Abstract

The potential of traditional natural resources management for biodiversity conservation and the improvement of sustainable rural livelihoods is no longer in doubt. In sub-Saharan Africa, extensive habitat destruction, degradation, and severe depletion of wildlife, which have seriously reduced biodiversity and undermined the livelihoods of many people in rural communities, have been attributed mainly to the erosion of traditional strategies for natural resources management. In Ghana, recent studies point to an increasing disregard for traditional rules and regulations, beliefs and practices that are associated with natural resources management. Traditional natural resources management in many typically indigenous communities in Ghana derives from changes in the perceptions and attitudes of local people towards tumi, the traditional belief in super natural power suffused in nature by Onyame, the Supreme Creator Deity. However, this is closely entwined with ecological, demographic and economic factors.

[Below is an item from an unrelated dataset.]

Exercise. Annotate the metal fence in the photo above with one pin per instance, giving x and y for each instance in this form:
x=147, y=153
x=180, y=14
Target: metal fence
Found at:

Whilst these factors have driven the need to over-exploit natural resources, a situation which threatens the sustainability of community forests including sacred groves, religion has been used to justify such actions. This paper explores changes in tumi and the sustainability of sacred groves in the forest-savanna transitional zone in Ghana. It would confirm that changes in traditional animist beliefs, such as tumi, which informs the worldview of local people and underlies traditional natural resources management, is mainly due to the advances made by Christianity and Islam.